Two areas of concern that have emerged from several DOE meetings on exascale systems (machines with 100 million cores) are runtime systems which can function at that scale, and fault management. The Fault Oblivious Exascale (FOX) project aims to build a software stack that combines the management of these two issues; a work-queue based runtime which is designed to naturally accommodate failure as just another event in which a computational component failed to complete.
The team is exploring fault isolation and recovery across the entire stack from the operating system, through the runtime, up into the application. The core of this approach is based upon a fault-tolerant distributed data store, and a task management system built on top of that.
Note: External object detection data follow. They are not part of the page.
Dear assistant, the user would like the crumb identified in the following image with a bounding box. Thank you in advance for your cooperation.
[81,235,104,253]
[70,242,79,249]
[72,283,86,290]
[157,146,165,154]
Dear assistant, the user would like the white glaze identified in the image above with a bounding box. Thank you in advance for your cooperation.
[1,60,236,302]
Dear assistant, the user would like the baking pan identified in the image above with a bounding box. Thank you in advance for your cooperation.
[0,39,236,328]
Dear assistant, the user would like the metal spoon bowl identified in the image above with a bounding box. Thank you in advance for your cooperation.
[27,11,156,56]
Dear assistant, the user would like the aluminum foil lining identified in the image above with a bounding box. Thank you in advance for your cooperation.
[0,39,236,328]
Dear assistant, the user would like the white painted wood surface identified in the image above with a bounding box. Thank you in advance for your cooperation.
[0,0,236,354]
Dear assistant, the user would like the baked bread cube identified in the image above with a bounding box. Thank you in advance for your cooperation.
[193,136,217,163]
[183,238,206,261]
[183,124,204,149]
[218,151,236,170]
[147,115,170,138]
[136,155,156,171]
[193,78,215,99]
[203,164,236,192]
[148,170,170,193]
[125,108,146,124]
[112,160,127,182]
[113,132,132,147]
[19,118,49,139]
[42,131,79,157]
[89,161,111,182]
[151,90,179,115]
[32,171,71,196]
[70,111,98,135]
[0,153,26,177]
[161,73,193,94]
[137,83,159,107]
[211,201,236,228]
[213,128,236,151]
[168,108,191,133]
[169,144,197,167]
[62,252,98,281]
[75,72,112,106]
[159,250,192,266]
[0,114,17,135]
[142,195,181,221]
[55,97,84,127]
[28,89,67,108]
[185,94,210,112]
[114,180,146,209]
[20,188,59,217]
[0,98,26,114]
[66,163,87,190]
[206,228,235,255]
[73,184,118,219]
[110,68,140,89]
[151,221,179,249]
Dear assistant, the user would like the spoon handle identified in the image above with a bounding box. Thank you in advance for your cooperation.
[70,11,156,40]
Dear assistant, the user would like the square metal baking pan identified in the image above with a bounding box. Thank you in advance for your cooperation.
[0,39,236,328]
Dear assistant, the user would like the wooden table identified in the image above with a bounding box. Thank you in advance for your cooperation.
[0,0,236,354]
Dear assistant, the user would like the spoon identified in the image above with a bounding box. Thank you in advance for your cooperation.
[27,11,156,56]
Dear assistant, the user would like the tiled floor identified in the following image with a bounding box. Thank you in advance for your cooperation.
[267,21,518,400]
The approach will provide both file system interfaces to these systems services, as well as more tightly coupled runtime interfaces to support a wide range of programming models. As there are no exascale systems, INCITE time on a petascale system will be used to test the FOX environment, specifically:
- New quantum chemistry kernel implementations using a work queue mode, developed by PNNL, SNL and OSU.
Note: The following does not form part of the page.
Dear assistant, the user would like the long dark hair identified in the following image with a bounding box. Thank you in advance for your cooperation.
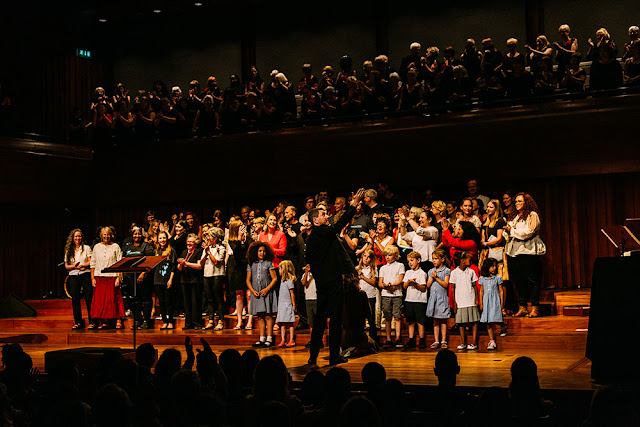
[64,228,85,263]
[458,221,480,249]
[247,242,275,264]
- A petascale implementation of a distributed data store based on Kyoto Cabinet, being ported to HPC platforms by LLNL and SNL.
- SESA, a new HPC OS for petascale systems, developed by BU, IBM and U. Karlsruhe.
- An asynchronous graph traversal application based on a distributed work-queue model, developed at LLNL.
The result of this work will be new applications environments for DOE use, and results from software and library development that the vendor can use to guide development of future exascale systems.